If you’re already down with “RBG”—this year’s hit documentary on Ruth Bader Ginsburg, which makes its TV debut Sept. 3 on CNN—you will know it’s about a woman who was centerstage in our national struggle for gender equality and equal rights long before she was made an associate justice of the U.S. Supreme Court. (“All I ask of our brethren is that they take their feet off our necks,” is one oft-heard Ginsburg quote).

The unbridled venom spewed at such a tiny woman comes across as unseemly, if not wildly unexpected.

You will also probably be aware that, despite the hero-worship lavished on the so-called “notorious RBG,” there’s another view of Ginsburg, which directors Julie Cohen and Betsy West acknowledge with a smattering of alt-right voices laid over the introductory music to their movie:

“This witch! This evil-doer! This monster!”– Michael Savage

“An absolute disgrace” – Donald Trump

“She’s a zombie. The woman’s a zombie” – Bill O’Reilly.

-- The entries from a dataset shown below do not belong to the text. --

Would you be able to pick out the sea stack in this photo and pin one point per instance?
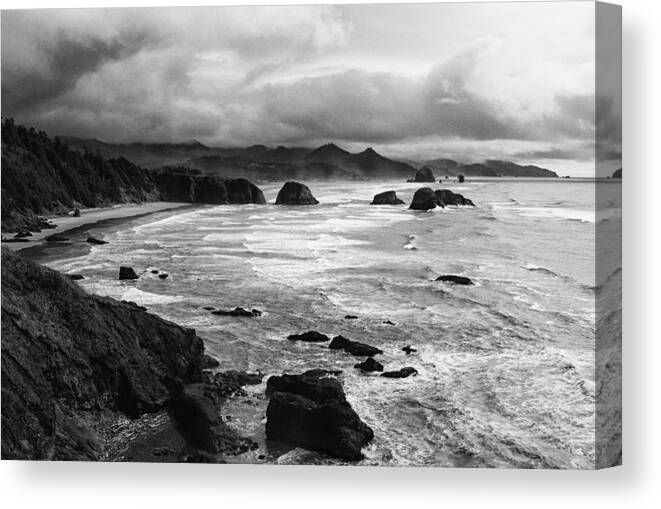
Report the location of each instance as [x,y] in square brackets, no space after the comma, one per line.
[295,193]
[387,198]
[424,174]
[424,199]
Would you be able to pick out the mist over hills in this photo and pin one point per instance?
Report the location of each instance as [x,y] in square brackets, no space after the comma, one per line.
[329,161]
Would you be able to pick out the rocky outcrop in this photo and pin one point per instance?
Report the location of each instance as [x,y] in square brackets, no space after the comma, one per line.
[238,311]
[67,355]
[311,411]
[310,337]
[196,416]
[243,191]
[294,193]
[424,199]
[41,175]
[424,174]
[98,242]
[127,273]
[458,280]
[387,198]
[353,347]
[447,197]
[369,364]
[401,373]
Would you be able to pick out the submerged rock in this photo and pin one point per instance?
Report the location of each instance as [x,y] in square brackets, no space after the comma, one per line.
[57,237]
[127,273]
[458,280]
[387,198]
[369,364]
[447,197]
[424,199]
[310,337]
[23,233]
[92,240]
[311,411]
[294,193]
[402,373]
[238,311]
[353,347]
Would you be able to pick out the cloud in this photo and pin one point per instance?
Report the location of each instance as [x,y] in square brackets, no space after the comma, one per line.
[307,75]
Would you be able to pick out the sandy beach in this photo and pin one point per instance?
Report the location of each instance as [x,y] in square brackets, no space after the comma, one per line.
[91,217]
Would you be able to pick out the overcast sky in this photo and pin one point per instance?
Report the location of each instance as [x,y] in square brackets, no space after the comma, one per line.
[465,81]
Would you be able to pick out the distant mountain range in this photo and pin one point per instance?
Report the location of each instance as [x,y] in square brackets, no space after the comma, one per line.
[262,163]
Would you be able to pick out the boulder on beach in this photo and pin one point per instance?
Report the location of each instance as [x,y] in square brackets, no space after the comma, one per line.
[369,364]
[93,240]
[447,197]
[424,199]
[127,273]
[458,280]
[238,311]
[209,362]
[57,237]
[310,337]
[353,347]
[402,373]
[195,414]
[311,411]
[294,193]
[386,198]
[424,174]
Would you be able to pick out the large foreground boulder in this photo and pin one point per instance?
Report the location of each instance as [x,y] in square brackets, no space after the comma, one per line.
[424,199]
[127,273]
[447,197]
[387,198]
[66,355]
[294,193]
[424,174]
[309,337]
[311,411]
[355,348]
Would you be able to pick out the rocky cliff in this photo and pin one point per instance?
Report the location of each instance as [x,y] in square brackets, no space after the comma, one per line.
[41,175]
[68,356]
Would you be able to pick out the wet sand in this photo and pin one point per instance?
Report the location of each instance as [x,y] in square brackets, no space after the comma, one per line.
[75,227]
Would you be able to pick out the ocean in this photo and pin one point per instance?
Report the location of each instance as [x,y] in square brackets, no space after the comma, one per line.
[506,367]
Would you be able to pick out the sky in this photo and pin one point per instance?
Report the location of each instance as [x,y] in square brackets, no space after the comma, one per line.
[469,82]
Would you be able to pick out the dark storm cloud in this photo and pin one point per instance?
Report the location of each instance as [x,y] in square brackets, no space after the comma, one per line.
[66,60]
[301,76]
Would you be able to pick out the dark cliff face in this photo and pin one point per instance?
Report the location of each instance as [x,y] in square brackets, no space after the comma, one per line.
[67,354]
[42,176]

The unbridled venom spewed at such a tiny woman comes across as unseemly, if not wildly unexpected. But ameliorating the bile is that music we are hearing—the overture to “The Marriage of Figaro,” which is a much more appropriate theme than most viewers will realize going in.

RBG and granddaughter
In a scene from the film, RBG sits with her granddaughter (Courtesy of Magnolia Pictures).

Ginsburg is a devoted opera fan, as many do know; that she and her jurisprudential nemesis Antonin Scalia were fellow buffs was a basis for their unlikely friendship. We even see the justice appearing as the Duchess of Crackenthorp in Gaetano Donizetti’s “The Daughter of the Regiment” during a National Opera production two nights after the 2016 election. (One of the few roles in grand opera that is a speaking part, it provided Ginsburg the opportunity to address, very cagily, the electoral travesty that had just transpired.)

But in addition to being a biographical documentary about a pioneering jurist, “RBG” is also a portrait of a marriage—and not necessarily a very modern one, at least at its outset. Ruth Bader married fellow Brooklynite Marty Ginsburg a month after she graduated from Cornell, and she followed him to Oklahoma, where he was stationed as an R.O.T.C. officer after being drafted; she delayed her enrollment for two years at Harvard Law School, which they both entered together; Marty got cancer and Ruth took care of him and their child while studying law; when Marty got a job in New York, Ruth went too, transferring to Columbia Law School, where she tied for first in her class.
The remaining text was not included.